Este verano, la Tate Modern será el escenario de tres exposiciones simultáneas dedicadas a figuras como Frida Kahlo, Ana Mendieta y Tracey Emin, que representan un paso significativo en el reconocimiento de artistas a menudo pasados por alto. Hindsbo señala que aunque se ha avanzado en la inclusión, siempre habrá voces y talentos ignorados. Su enfoque se dirige hacia artistas que cruzan fronteras entre disciplinas, entrelazando tecnología con performance y poesía, mientras destaca la importancia de continuar desafiando las nociones preconcebidas del arte.
Al reflexionar sobre el futuro del museo, Hindsbo subraya la reintegración del elemento humano en la experiencia artística, defendiendo que un museo debe mantener al arte en el centro de sus actividades, mientras fomenta un diálogo abierto con los visitantes. Asimismo, plantea la relevancia de comprender la biografía de los creadores, ya que el contexto personal de un artista es esencial para conectar con sus obras.
A medida que las instituciones afrontan el desafío del apoyo financiero, Hindsbo revela que la dependencia de patrocinadores privados se ha vuelto crucial en todo Europa. Las subvenciones públicas ya no cubren los costos necesarios para mantener el funcionamiento. La Tate, en este contexto, ha cultivado relaciones con empresas como Hyundai, estableciendo acuerdos de mecenazgo a largo plazo sin comprometer la integridad de su programación.
La pregunta sobre la viabilidad de la entrada gratuita a los museos es otro tema en la mente de Hindsbo, quien se opone a la posible eliminación de dicha política para visitantes internacionales. Argumenta que el acceso universal a las colecciones es esencial, especialmente para instituciones que albergan obras de relevancia global.
Ante la creciente afluencia de visitantes a los museos, Hindsbo admite que la Tate aún no ha encontrado el límite de su capacidad. Sin embargo, reconoce que en exposiciones de gran éxito, la experiencia del público puede verse afectada, lo que podría requerir la implementación de medidas de control en el futuro.

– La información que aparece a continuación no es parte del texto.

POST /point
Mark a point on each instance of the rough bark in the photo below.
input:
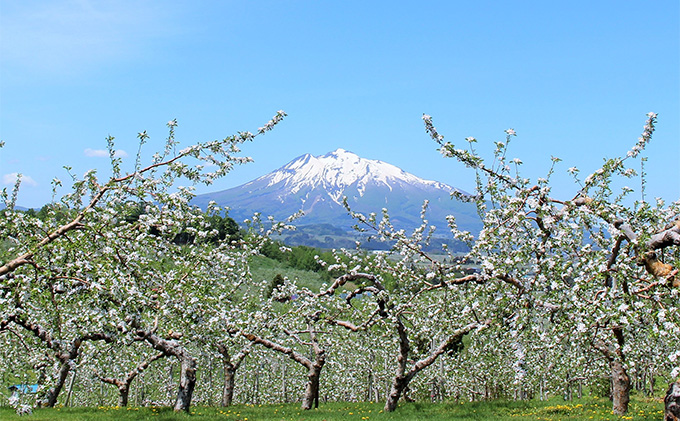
(187, 377)
(231, 365)
(620, 387)
(672, 403)
(404, 375)
(123, 385)
(311, 395)
(620, 380)
(64, 352)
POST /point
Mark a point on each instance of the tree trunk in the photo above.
(229, 382)
(187, 375)
(311, 396)
(123, 394)
(187, 382)
(399, 384)
(53, 393)
(620, 387)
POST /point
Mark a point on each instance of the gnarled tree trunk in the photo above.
(619, 377)
(64, 356)
(231, 365)
(403, 375)
(123, 385)
(311, 396)
(620, 387)
(187, 375)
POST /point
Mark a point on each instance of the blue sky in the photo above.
(574, 79)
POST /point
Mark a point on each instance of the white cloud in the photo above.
(103, 153)
(10, 179)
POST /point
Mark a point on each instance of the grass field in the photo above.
(555, 409)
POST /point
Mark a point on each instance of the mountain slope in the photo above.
(317, 186)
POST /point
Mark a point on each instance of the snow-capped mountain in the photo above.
(318, 184)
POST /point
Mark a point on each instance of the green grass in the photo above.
(555, 409)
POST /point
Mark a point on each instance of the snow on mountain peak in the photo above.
(340, 170)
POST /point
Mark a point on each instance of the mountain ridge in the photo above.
(317, 185)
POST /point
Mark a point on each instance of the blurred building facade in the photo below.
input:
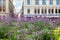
(6, 7)
(45, 8)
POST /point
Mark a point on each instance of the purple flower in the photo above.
(37, 28)
(18, 37)
(9, 32)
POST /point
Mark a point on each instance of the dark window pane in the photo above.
(35, 11)
(37, 2)
(28, 10)
(52, 10)
(28, 2)
(38, 11)
(59, 10)
(55, 10)
(49, 10)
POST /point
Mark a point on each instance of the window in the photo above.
(51, 2)
(58, 2)
(28, 11)
(44, 2)
(38, 11)
(3, 0)
(4, 8)
(37, 2)
(42, 11)
(59, 10)
(35, 11)
(49, 11)
(55, 10)
(0, 8)
(28, 2)
(52, 11)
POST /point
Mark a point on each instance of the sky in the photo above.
(18, 5)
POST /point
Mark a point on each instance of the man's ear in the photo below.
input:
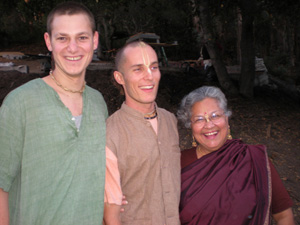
(96, 40)
(48, 41)
(119, 77)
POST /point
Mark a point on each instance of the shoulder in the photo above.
(111, 120)
(93, 92)
(165, 113)
(188, 156)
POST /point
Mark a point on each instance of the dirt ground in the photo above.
(271, 118)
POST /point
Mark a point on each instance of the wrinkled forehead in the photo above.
(142, 54)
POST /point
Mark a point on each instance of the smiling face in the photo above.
(210, 135)
(72, 43)
(139, 75)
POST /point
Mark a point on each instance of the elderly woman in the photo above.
(224, 181)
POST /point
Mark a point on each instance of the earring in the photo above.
(229, 137)
(194, 143)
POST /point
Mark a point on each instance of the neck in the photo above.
(201, 152)
(143, 108)
(68, 84)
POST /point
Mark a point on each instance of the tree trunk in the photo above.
(247, 49)
(239, 35)
(210, 43)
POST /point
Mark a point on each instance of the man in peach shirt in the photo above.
(142, 146)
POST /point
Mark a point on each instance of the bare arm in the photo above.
(285, 217)
(4, 212)
(112, 214)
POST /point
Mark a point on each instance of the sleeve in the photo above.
(11, 141)
(113, 193)
(280, 197)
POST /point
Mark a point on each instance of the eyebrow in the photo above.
(210, 113)
(65, 34)
(141, 64)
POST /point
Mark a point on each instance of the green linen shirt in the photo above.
(54, 173)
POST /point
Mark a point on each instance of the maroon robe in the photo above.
(230, 186)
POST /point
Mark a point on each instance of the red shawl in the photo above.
(230, 186)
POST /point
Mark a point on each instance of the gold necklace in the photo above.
(199, 153)
(66, 89)
(152, 115)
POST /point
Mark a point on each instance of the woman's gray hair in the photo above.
(184, 113)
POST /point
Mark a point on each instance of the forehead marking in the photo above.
(146, 59)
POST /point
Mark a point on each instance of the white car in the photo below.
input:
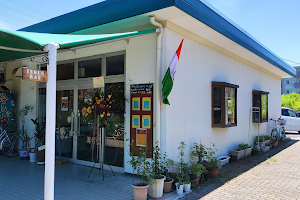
(292, 120)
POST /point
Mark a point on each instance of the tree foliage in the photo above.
(291, 101)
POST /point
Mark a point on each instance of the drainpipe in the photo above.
(157, 90)
(51, 48)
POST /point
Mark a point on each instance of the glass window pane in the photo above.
(115, 65)
(89, 68)
(256, 100)
(264, 107)
(230, 111)
(217, 105)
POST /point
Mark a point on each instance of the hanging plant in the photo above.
(100, 106)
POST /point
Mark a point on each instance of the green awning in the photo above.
(19, 44)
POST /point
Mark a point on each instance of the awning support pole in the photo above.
(51, 48)
(157, 79)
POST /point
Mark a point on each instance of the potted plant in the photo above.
(23, 135)
(248, 150)
(197, 170)
(198, 150)
(240, 151)
(181, 169)
(167, 165)
(186, 184)
(39, 135)
(141, 166)
(256, 150)
(156, 182)
(223, 160)
(213, 166)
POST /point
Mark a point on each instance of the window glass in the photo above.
(284, 112)
(264, 107)
(256, 100)
(115, 65)
(89, 68)
(217, 105)
(229, 106)
(292, 114)
(64, 71)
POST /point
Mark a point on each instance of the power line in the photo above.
(10, 23)
(51, 5)
(15, 18)
(291, 61)
(21, 12)
(29, 8)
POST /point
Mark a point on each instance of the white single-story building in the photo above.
(222, 73)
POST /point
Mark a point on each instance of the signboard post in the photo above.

A través de un enfoque colaborativo y un liderazgo que prioriza la voz de su equipo, Hindsbo ha comenzado a transformar la cultura laboral en la Tate. Cree firmemente en la importancia de escuchar distintas perspectivas en lugar de dominar todas las conversaciones. Este liderazgo, que evoca conceptos de colaboración femenina, podría ser considerado la forma de dirección que la sociedad artística necesita en la actualidad.
Con un claro compromiso hacia la diversidad y el bienestar de su equipo, Hindsbo está diseñada para seguir expandiendo los horizontes del arte en la Tate Modern. Su visión apuesta por un futuro en el que el arte no solo amplíe su acceso, sino que también refleje la pluralidad y la vitalidad de voces diversas en el escenario global. De este modo, la Tate continúa siendo un faro de innovación en el universo del arte contemporáneo.